University of Maine - Laboratory for Convergent Science

What This Project Is

This capstone project is a client-side web application that takes a medical CT scan (in DICOM format) and turns it into files ready for 3D printing. Specifically, it can produce:

  • Polygonal .stl model of anatomy (e.g., skull/bone) suitable for 3D printing or further processing
  • .gcode file that, when printed, mimics the X-ray attenuation properties (density/opacity) of the original tissue

All processing happens in the user’s web browser on their own machine: no servers, no cloud, no uploads.
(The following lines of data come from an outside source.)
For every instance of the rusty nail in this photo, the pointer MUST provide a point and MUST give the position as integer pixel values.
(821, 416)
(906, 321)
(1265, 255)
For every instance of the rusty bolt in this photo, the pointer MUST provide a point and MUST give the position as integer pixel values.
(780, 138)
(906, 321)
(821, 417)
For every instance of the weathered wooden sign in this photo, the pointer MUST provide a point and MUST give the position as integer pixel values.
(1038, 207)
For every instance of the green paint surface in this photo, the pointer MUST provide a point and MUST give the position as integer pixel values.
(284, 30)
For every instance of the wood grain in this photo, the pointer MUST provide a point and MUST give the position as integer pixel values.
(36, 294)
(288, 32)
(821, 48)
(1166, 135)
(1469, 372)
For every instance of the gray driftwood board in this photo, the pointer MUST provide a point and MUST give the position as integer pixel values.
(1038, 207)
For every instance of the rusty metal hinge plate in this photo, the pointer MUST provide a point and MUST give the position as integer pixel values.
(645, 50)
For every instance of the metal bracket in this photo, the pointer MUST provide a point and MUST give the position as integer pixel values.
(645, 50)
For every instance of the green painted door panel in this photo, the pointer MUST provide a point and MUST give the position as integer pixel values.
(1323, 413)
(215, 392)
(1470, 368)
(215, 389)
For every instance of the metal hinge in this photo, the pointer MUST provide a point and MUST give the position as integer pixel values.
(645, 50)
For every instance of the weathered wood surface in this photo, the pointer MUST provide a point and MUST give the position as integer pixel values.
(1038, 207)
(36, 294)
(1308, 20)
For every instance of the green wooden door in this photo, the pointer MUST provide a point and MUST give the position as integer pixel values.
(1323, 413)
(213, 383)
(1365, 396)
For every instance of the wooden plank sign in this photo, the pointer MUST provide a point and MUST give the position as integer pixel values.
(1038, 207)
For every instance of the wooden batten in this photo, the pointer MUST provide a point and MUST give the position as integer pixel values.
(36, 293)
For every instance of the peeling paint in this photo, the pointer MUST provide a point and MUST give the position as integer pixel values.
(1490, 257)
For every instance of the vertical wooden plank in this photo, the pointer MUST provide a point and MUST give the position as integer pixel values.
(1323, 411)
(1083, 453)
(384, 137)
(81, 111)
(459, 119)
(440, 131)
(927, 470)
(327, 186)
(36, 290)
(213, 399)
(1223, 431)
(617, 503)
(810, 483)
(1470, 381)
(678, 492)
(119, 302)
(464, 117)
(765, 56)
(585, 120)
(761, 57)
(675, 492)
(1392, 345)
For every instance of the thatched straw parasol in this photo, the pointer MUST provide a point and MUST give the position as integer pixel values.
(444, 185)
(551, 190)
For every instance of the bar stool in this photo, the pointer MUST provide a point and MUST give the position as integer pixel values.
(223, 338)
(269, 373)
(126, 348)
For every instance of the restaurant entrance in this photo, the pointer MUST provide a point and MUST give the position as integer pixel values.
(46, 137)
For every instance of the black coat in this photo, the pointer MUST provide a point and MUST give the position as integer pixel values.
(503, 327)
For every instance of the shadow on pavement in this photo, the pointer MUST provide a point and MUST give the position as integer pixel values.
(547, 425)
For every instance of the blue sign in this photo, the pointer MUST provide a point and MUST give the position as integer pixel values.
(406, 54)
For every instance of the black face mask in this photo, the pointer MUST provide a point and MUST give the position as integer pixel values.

This is to protect medical privacy and make the tool easy to run on any common desktop platform.

Application Capabilities

Upload CT Data

  • Accept a DICOM file or folder of CT slices from the local machine
  • Validate and parse into a 3D voxel volume with associated metadata (spacing, orientation, etc.)

Select Anatomy to Focus On

  • Choose between bone, skin, or muscle
  • Apply appropriate Hounsfield Unit thresholds/presets to segment the chosen tissue

Preview the 3D Result

  • Render an interactive 3D preview in the browser (rotate, zoom, inspect)
  • Allow threshold tweaks/view adjustments before export

Export for 3D Printing

  • Export a polygon mesh as .stl using a Marching Cubes–based surface extraction
  • Export 3D-printer instructions as .gcode that encode geometry and tissue-mimicking properties
  • Let the user pick the file name and local download location

Portability, Testing, and Safety

  • Run fully on the client (offline after initial load)
  • Work across Chrome/Firefox/Safari and major OSes
  • Include an automated test suite (e.g., Selenium/Playwright)

Typical End-to-End Workflow

  1. Launch app in browser (no install, just static web assets)
  2. Upload CT scan (DICOM file or series)
  3. Choose tissue type: bone/skin/muscle
  4. Preview and adjust:
    • See a 3D rendering of the segmented anatomy
    • Adjust thresholds/modes until satisfied
  5. Export:
    • Choose output format: .stl or .gcode
    • App generates the file and triggers a browser download
  6. Use externally:
    • .stl → slicer → standard 3D printer
    • .gcode → printer or slicer, for density-mimicking prints

About

Browser-based medical imaging tool that converts CT DICOM scans into 3D-printable files with real-time visualization. Client-side processing ensures patient privacy.